What would it take for you to break a bad habit? What extreme circumstance would make you stop cold? Perhaps it’s smoking, drinking, interrupting, fidgeting, inserting ‘garbage’ words (“Umm…Uhh”) into your speech, or speaking too quickly. What would it take for you to stop?
I think every breathing human being can identify with this on a personal level. Everyone has something that they wish they could change. More often than not, there is more than one annoying habit plaguing people. That bad habit could be simply saying “Umm” too much, or preceding “like” before every other word (a common practice with teens today).
Snap! Break that Bad Habit!
Well if it were that easy I guess I wouldn’t have had to write this article! Breaking bad behavior is definitely a tough process; tough but not impossible. It is, however, even more difficult to recommend a specific solution since any type of improvement process is as much of a personal preference than anything else.
There are a few suggestions that I’ve heard over the years:
Bite your tongue Pinch yourself Have a “bad habit jar” and put money in every time you end in the practice Write down your daily goal in a place you will see it every day and ensure that you achieve it Try to keep yourself busy with something other than your bad habit (i.e. If your bad habit is that you worry too much, try to get your mind off things!)

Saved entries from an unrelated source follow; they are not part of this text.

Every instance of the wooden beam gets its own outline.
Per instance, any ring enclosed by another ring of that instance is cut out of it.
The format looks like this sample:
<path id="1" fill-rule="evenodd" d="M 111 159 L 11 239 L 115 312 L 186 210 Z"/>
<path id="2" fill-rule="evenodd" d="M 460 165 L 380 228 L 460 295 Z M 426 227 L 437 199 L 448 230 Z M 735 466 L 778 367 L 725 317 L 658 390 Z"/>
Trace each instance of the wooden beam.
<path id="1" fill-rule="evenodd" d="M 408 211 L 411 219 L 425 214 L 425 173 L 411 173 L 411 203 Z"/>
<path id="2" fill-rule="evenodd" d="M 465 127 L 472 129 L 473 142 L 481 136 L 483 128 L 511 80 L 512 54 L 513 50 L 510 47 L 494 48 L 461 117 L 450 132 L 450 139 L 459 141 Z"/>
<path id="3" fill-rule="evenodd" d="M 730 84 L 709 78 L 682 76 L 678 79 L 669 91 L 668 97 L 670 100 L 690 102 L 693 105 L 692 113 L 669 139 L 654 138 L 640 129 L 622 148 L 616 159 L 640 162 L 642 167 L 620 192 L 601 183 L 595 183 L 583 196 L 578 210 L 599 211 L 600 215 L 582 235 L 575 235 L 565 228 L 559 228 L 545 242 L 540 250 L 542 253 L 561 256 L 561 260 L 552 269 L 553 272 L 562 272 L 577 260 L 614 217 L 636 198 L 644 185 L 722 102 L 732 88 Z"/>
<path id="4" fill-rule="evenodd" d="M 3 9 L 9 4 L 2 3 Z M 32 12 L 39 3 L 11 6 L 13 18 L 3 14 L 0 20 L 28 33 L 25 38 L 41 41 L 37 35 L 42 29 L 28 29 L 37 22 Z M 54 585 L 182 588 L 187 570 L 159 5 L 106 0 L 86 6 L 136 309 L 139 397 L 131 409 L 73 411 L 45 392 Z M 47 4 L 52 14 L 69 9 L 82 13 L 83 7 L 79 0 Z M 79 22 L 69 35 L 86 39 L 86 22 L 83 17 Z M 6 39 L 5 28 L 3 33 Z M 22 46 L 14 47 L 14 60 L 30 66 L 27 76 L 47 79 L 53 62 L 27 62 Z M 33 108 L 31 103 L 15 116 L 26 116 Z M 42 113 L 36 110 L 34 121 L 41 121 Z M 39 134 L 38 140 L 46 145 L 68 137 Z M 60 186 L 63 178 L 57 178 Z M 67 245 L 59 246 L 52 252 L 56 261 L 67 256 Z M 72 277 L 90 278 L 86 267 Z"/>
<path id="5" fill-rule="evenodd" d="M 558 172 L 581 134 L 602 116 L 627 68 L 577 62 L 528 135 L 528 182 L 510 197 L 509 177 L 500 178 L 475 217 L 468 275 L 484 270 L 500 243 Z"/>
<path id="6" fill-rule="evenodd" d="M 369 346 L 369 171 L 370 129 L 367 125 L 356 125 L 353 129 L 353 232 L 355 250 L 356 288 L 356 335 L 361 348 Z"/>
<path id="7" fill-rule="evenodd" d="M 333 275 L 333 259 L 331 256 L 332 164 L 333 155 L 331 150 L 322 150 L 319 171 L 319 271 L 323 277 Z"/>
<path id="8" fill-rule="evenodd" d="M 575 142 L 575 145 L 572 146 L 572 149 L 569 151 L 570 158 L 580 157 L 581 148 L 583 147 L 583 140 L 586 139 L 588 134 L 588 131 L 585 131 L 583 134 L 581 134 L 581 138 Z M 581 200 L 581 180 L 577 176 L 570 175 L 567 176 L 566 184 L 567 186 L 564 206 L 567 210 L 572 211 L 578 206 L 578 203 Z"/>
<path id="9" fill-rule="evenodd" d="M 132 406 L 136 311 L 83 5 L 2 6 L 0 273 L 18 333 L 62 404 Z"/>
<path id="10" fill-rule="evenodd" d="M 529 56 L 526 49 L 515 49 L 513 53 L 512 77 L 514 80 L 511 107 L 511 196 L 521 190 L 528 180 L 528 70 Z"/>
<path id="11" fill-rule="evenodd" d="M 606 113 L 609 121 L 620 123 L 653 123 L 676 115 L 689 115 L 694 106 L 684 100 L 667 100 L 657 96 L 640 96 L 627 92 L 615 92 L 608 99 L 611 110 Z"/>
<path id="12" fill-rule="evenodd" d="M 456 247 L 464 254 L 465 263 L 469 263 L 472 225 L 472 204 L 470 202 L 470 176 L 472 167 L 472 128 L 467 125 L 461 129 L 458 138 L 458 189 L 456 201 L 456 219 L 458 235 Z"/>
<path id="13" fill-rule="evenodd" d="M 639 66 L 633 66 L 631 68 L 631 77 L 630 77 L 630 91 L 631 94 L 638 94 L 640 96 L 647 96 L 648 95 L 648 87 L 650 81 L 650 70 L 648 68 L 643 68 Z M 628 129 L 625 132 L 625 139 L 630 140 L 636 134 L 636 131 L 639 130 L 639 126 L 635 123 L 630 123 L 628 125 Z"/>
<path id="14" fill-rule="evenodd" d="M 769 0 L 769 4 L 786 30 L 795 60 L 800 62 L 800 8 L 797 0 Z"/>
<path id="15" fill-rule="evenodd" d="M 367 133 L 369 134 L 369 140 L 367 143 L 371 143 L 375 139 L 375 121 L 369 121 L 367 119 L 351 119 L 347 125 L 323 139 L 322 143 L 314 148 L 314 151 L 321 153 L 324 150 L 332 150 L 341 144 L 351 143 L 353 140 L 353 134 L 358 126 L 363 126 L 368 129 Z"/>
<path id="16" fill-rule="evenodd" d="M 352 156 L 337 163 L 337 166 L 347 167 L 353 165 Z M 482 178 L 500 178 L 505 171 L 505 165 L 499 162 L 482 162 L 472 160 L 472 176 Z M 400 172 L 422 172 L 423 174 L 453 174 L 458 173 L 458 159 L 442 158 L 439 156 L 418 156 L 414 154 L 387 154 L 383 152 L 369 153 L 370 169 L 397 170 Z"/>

The two most important things you need to break an annoying habit is: motivation and will power. You have to want to do it, and you have to be inspired to do it. Once you have those two things, chances for success have increased by an incredible percentage. Believe in yourself as you strive to attain your goal and get others to help motivate you along the way.
Start thinking about some major event that would change your life and entirely alter your perspective. Imagine how it happened, why, where, when and how you were involved. Do you have that mental image in your head right now? Well, now imagine that it happened today. What would you do? Would it be enough for you to stop your bad habit? Would it be too late?
Perhaps the major event is your fidgeting causing you to break a $200 000 vase, or your interrupting causing you to lose a sale or a close friend. Worse yet, imagine your smoking or drinking causing you to lose your life or a loved one. Put yourself in your own shoes if these things happened, would it make you stop cold?
Think about how your habits affect others and what kind of negative effects it causes. It may not always be easy to envision how a small bad habit — such as speaking too quickly or saying “like” too often — can cause any negative effects. Sometimes it won’t cause clearly-defined negative effects at all, but it’s important to be in a state of continuous improvement.
The Endless Cycle of Positive Improvement
Just as I mentioned in “The Biggest Fear: Complacency”, we must never become complacent. We must seek continual improvement. If we ever become satisfied with ourselves, with our habits or with our work ethic, we will never acquire the skills we need to grow. And if we don’t constantly grow and improve, what are we supposed to do? Sit there and twiddle our thumbs? No!
So if our short-term goal is to eliminate a certain ‘garbage’ word from our language or stop interrupting people, we must challenge ourselves and take improvements seriously. We must always remain conscious of our efforts and how our progression will lead us to our goals and dreams.
What are your bad habits and what are you going to do today about it?